Time to end the presidential fundraising race
Restoring the broken presidential public finance system is a first critical step we must take in reforming from top to bottom the way we fund political campaigns.
In order for this nation to get policies that are truly in the public’s interest on critical issues such as health care, global warming and tax policy, we need to reduce the influence of special interest spending on political campaigns at every level of government, from presidential races on down.
“Anyone watching the 2008 presidential race knows that this contest has been largely about who can raise the most money the fastest, not about ideas and solutions and people,” said Bob Edgar, president of Common Cause, regarding the introduction today of federal legislation to fix the presidential public finance system. “We must restore that system so candidates can use it to run competitive campaigns and aren’t consumed by the money race, and then have take office indebted to big donors, all at a cost to the public.”
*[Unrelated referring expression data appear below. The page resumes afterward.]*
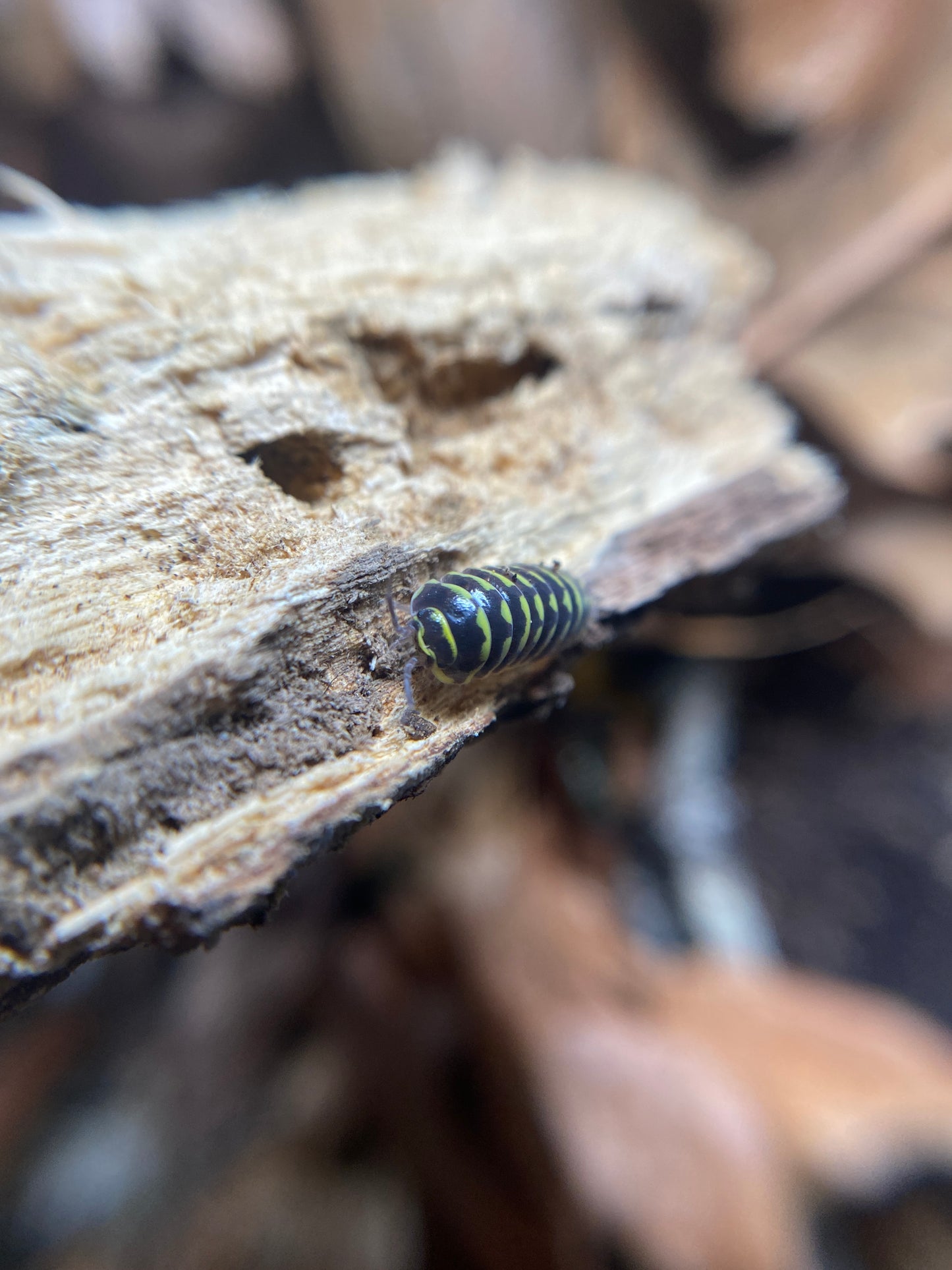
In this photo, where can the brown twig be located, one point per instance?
(886, 244)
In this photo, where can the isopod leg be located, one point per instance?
(410, 709)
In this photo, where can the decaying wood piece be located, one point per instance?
(227, 428)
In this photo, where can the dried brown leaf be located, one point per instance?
(661, 1146)
(816, 63)
(907, 554)
(857, 1086)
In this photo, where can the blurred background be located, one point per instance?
(660, 982)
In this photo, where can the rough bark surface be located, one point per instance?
(229, 428)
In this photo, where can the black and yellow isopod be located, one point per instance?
(478, 621)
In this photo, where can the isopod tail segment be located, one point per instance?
(471, 624)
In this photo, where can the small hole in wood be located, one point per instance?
(443, 382)
(301, 463)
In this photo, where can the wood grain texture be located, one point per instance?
(227, 428)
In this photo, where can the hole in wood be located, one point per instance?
(301, 463)
(442, 384)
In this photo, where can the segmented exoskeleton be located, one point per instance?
(482, 620)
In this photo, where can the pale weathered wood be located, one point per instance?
(227, 428)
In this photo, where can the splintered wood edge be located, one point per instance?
(225, 869)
Common Cause commends the Senate and House sponsors of this bill, Sens. Russell Feingold (D-WI), Barack Obama (D-IL) and Susan Collins (R-ME) and Reps. David Price (D-NC), Chris Van Hollen (D-MD) and Rahm Emanuel (D-IL), and Christopher Shays (R-CT), Mike Castle (R-DE) and Todd Platts (R-PA). We urge passage of this important piece of legislation and restoration of the system by 2012, so we don’t have the fundraising arms race that today defines our presidential campaigns.